= AngloMania: Tradition and Transgression in British Fashion =

Exhibition at the Metropolitan Museum of Art

AngloMania: Tradition and Transgression in British Fashion was an exhibition curated by Andrew Bolton at the Metropolitan Museum of Art that ran from May 3 to September 4, 2006. The exhibition featured fashion from throughout Europe in the eighteenth-century that was influenced directly by British attitudes, ideas, and trends. However, these were not accurate depictions of British fashion, but idealized depictions of "a nation's notorious vanity, a romance with itself, and the eccentric desire of English designers to re-establish the establishment." The exhibit is composed of nine "theatrical installations containing clothed mannequins and paintings" that contrasted historical and modern aspects of fashion.

== Featured artists ==
The exhibit features works of designers Richard Anderson, Christopher Bailey, Manolo Blahnik, Carlo Brandelli, Ozwald Boateng, Hussein Chalayan, Simon Costin, John Galliano, Richard James, Stephen Jones, Shaun Leane, Stella McCartney, Alexander McQueen, Paul Smith, Philip Treacy, and Vivienne Westwood. The pieces of clothing presented in the exhibition "will be styled as a series of thematic vignettes that reflect the history, function, and decoration of the Museum's English Period Rooms."

The exhibit shows representations of Englishness by juxtaposing historical costume with late 20th- and early 21st-century fashions. Through the lens of fashion, "AngloMania" examines aspects of English culture—such as class, sport, royalty, eccentricity, the English gentleman, and the English country garden— that has fueled the European and American imagination.

Anglomania: Tradition and Transgression in British Fashion was a catalog as well as an exhibit of all the pieces that express the duality of English style and ideals.

== The exhibit ==

=== Vignettes ===
The entryway to the exhibit is a large Union Jack curtain being pulled open by two mannequins. On the left is a historically dressed mannequin in a red coat uniform. To the right is a modern mannequin dressed in punk styled clothing. This shift introduces the juxtaposition displayed in the exhibit between historical and modern pieces.

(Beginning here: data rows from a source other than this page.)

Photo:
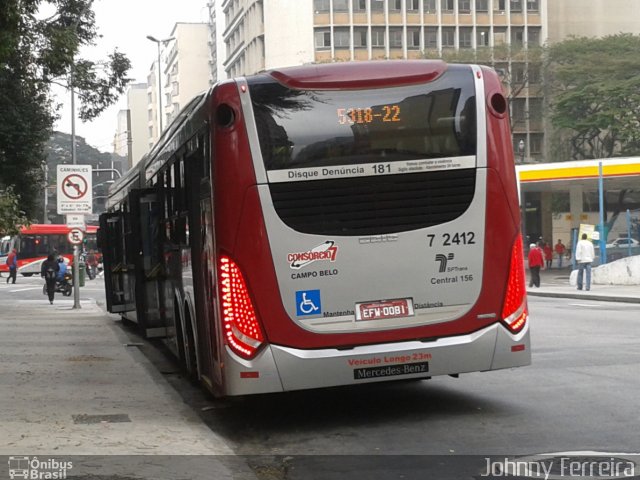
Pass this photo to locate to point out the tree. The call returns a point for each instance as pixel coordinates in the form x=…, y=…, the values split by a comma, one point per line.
x=594, y=95
x=35, y=54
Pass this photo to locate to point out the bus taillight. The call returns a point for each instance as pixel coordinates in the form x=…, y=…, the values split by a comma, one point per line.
x=241, y=328
x=514, y=309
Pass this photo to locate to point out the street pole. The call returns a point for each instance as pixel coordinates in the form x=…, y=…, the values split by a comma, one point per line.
x=129, y=141
x=76, y=255
x=603, y=237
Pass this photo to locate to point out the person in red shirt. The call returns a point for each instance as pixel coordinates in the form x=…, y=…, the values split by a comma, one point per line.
x=536, y=262
x=12, y=263
x=560, y=251
x=548, y=254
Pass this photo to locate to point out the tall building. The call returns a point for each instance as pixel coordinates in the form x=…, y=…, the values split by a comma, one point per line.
x=131, y=131
x=184, y=66
x=262, y=34
x=592, y=18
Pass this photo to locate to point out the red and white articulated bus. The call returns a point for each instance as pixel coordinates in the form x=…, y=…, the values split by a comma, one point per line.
x=36, y=241
x=327, y=225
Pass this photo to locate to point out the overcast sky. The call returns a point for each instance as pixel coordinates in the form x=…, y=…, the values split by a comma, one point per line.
x=125, y=24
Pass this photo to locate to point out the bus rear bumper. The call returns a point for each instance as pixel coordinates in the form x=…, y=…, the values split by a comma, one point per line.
x=280, y=368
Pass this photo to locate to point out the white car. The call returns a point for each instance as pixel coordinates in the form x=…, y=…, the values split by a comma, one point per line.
x=623, y=242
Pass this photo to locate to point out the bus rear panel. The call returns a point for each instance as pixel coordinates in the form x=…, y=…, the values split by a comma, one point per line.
x=366, y=226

The first vignette, "The English Garden," was staged in The Kirklinton Park Dining Room, introducing pompadoured mannequins in 18th and 19th-century gowns, adorned with orchid themed hats by Phillip Treachy. A cropped pink rosette dress by Hussein Chalyan was set to center stage. The room was softly lit and accented with old mirrors.

"The Gentlemen's Club" establishes the juxtaposition of historical and modern fashion and ideals as it depicts the different "stylish Englishman's persona." Mannequins dressed in punk styles with metal mohawks intertwined with traditional bespoke suits were set in a neoclassical dining room in order to show this drastic contrast.

"The Hunt" vignette, leading into "The Hunt Ball," showcased a woman on horseback in a "Trench Coat Dress" - lilac silk faille lined by Christopher Bailey for Burberry. What followed was a room representing British sport and how "class" previously determined the sport played, with "riding and fox hunting for aristocrats, cricket for the bourgeoisie and soccer for the masses." Designers John Galliano, Westwood, and Stephen Jones parodied the brutality of fox hunting with blood-spattered fox fur muffs and hoods.

=== Pieces ===
In the Anglomania: Tradition and Transgression in British Fashion catalog, the cover is of a frock coat, circa 1966. This coat was designed for David Bowie by Alexander McQueen. McQueen took inspiration for this piece from John Bull, the personification of the United Kingdom.

"Incubus Necklace" is a piece of glass vials filled with bodily fluids. The bottles were engraved with "Vice and Virtue."

Thomas Gainsborough's "Mrs. Grace Dalrymple Elliott" (1778) is an oil painting on canvas displayed in the exhibit. This painting is an example of one of the paintings displayed to add to the historical aspect of the fore mentioned juxtaposition.

"Portrait of a Noblewoman," (Late 16th Century, Gift of J. Pierpont Morgan). A painting showing a woman emulating The Virgin Queen's famous white makeup, elegant jewels, and opulent gowns.

The theme of the monarchy was explored through Vivienne Westwood's work, which included an aquatic-themed dress, tweed crown, cape, corset, and laced "Rocking Horse" shoes.

Class and domestic service is the theme of the Cassiobury Park Staircase from Hertfordshire which contrasts a 1880s court gown with tattered, ragged dresses by Hussein Chalayan. The court gown was worn to the court of Queen Victoria and comprises an elaborate eleven-foot train with floral motifs that reflect the foliate carving of the staircase. Recalling the 18th- and 19th-century practice of servants wearing their employers' hand-me-downs, Chalayan's dresses are made up of several layers of second-hand garments and elements from his own repertoire, such as buried and distressed garments.

Ball Gown: Maria Luisa Black Silk Taffeta Gown by John Galliano for Christian Dior.